Le jeune sorcier réalisa alors qu’ils étaient déjà dans le quartier de son amie. Il se gara sur une place libre et regarda la fée se détacher et prendre son sac.
-Fais attention à toi, OK ?
Elle hocha la tête, l’air sérieux.
-Toi aussi. Je ne t’ai pas offert cette brosse juste pour tes beaux cheveux. J’ai bien remarqué que tu étais prêt à te battre et à te mettre en danger.

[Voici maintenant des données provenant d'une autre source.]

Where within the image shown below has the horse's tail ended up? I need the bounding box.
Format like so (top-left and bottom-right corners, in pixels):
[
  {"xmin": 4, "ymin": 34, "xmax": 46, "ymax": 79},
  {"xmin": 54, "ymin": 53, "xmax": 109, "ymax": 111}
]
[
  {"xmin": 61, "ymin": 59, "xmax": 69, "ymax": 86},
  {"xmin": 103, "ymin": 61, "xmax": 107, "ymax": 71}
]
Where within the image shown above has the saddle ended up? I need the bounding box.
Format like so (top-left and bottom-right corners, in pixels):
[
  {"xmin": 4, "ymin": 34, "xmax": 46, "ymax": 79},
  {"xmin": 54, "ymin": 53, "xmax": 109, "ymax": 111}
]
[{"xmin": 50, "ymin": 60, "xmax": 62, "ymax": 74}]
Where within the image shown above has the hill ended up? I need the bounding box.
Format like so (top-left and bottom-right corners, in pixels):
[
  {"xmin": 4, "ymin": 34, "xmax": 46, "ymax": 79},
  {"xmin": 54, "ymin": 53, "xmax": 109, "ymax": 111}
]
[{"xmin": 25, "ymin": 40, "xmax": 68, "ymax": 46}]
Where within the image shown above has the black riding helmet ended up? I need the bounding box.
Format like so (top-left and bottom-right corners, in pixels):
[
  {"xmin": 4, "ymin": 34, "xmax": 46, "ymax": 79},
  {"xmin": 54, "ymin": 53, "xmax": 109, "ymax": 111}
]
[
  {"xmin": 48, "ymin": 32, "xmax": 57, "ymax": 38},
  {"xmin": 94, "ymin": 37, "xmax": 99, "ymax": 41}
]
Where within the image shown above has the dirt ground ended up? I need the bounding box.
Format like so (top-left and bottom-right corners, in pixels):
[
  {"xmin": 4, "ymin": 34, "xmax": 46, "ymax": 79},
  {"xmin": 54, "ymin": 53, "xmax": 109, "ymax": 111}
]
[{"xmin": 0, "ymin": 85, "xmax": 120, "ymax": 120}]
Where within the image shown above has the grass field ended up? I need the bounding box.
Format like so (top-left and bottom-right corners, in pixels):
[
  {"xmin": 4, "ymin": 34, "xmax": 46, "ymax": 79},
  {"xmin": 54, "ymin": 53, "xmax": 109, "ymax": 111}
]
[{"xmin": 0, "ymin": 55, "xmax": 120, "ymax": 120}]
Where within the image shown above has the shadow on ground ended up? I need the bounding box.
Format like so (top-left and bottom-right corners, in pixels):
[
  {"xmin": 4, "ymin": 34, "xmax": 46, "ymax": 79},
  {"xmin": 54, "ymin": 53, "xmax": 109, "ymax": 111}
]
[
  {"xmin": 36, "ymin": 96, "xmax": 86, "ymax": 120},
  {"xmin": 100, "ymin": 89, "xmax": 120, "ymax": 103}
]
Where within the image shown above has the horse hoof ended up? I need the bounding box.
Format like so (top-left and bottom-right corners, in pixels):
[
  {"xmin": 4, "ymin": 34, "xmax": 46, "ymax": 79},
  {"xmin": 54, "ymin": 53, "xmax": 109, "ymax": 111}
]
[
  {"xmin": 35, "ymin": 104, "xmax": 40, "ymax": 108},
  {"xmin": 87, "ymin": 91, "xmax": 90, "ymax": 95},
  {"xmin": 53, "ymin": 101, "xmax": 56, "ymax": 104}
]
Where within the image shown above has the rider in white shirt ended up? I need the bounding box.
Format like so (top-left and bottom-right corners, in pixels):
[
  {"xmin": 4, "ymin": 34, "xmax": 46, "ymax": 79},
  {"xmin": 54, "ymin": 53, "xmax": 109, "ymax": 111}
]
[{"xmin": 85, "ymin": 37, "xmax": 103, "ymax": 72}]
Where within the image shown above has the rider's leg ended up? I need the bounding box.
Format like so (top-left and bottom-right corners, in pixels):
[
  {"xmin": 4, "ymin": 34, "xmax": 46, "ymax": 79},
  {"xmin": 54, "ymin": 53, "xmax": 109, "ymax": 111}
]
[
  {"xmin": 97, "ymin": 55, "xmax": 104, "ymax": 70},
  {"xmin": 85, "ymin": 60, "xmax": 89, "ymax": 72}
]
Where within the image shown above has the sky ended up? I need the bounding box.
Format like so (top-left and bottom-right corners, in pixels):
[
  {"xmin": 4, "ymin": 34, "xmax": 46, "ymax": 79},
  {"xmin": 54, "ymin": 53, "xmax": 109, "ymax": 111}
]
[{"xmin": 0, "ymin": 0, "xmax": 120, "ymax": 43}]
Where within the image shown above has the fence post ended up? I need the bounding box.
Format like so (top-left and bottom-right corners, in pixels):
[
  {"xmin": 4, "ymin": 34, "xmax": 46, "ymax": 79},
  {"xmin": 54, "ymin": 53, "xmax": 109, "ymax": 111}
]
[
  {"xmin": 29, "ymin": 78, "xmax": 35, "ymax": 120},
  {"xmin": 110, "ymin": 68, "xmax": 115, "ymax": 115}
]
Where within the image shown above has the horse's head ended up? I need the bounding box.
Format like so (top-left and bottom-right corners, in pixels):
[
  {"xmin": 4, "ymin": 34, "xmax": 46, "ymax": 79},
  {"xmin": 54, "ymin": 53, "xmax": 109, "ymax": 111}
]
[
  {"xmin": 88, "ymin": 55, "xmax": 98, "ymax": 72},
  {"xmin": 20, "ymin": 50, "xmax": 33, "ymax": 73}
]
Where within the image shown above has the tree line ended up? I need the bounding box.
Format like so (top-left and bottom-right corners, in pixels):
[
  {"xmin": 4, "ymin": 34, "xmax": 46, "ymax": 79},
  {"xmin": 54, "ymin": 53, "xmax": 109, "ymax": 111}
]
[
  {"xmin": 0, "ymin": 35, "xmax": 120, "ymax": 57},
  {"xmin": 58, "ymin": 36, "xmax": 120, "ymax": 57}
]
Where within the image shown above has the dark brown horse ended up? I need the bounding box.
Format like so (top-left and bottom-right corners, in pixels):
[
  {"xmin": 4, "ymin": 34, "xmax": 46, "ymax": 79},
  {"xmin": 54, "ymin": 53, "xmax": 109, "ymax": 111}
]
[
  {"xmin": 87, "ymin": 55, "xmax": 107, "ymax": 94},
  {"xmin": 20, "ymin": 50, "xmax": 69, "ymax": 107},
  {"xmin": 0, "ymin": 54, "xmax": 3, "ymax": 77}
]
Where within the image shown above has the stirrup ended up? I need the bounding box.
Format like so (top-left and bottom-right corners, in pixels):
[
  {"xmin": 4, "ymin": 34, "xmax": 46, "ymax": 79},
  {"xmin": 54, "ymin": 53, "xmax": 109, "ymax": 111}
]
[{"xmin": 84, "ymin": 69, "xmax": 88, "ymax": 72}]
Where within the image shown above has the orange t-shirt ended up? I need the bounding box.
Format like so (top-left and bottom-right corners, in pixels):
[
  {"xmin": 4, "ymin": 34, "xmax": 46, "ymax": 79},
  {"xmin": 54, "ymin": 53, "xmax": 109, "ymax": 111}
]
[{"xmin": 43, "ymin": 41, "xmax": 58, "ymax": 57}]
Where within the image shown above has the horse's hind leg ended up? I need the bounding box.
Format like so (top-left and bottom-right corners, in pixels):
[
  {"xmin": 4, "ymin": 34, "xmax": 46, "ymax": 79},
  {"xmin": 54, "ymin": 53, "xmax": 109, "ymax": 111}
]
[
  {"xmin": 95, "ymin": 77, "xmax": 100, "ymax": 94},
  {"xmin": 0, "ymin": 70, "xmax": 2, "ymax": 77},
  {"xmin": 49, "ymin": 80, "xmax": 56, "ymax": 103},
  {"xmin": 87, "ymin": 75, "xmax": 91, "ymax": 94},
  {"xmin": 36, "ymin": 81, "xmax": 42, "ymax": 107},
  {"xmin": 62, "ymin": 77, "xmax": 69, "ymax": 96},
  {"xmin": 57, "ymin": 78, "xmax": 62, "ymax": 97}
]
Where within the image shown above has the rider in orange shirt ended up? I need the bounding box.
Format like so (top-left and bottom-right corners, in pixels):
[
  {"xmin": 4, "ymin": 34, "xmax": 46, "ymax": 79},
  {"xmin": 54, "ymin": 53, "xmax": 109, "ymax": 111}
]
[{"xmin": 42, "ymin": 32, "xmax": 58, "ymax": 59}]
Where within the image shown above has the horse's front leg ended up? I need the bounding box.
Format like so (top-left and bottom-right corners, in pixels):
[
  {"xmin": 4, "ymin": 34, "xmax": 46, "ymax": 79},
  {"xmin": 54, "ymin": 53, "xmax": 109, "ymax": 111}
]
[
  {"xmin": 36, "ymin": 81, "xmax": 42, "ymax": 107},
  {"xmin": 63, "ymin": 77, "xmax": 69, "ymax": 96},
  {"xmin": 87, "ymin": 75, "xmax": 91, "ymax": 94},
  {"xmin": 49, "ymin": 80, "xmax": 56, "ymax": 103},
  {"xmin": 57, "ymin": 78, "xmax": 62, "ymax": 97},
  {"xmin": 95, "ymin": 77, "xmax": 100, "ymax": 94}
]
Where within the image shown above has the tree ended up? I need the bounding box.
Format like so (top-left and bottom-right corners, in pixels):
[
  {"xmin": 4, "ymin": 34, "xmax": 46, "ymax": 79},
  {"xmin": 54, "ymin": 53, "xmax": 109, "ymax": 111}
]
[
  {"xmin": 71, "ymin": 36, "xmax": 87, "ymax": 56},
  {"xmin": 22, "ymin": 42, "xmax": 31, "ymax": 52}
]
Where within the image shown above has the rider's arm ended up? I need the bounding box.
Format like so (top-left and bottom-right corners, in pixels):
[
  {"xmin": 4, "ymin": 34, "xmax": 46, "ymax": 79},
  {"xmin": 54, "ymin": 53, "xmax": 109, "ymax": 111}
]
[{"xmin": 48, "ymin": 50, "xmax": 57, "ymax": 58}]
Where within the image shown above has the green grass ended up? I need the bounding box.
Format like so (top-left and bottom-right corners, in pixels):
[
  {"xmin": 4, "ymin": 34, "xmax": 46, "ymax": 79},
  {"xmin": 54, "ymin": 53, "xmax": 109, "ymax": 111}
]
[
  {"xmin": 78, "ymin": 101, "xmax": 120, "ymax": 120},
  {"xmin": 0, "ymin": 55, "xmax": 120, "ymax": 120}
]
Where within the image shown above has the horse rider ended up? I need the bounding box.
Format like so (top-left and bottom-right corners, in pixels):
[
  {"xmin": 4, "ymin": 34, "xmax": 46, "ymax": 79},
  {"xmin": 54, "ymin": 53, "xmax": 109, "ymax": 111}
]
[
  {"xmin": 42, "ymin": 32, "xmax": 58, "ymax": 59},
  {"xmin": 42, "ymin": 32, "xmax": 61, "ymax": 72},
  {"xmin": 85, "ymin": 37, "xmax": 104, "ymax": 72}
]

-Alors nous sommes deux, rétorqua Noé avec un rictus. Méfie-toi de ta mère.
Loënia acquiesça, sans vraiment comprendre pourquoi Rashnoé disait cela.
-Tu as des parents merveilleux.
-Mon père râle beaucoup, minauda le sorcier. Je plaisante, je sais que j’ai de la chance.
Sur le point de partir, Loënia se pencha pour rapidement embrasser Noé et sortit de l’habitacle. Elle ne fit pas trois pas qu’elle sentit quelque chose dans sa chaussure. Elle s’accroupit et vit un morceau de papier plié sur lui-même.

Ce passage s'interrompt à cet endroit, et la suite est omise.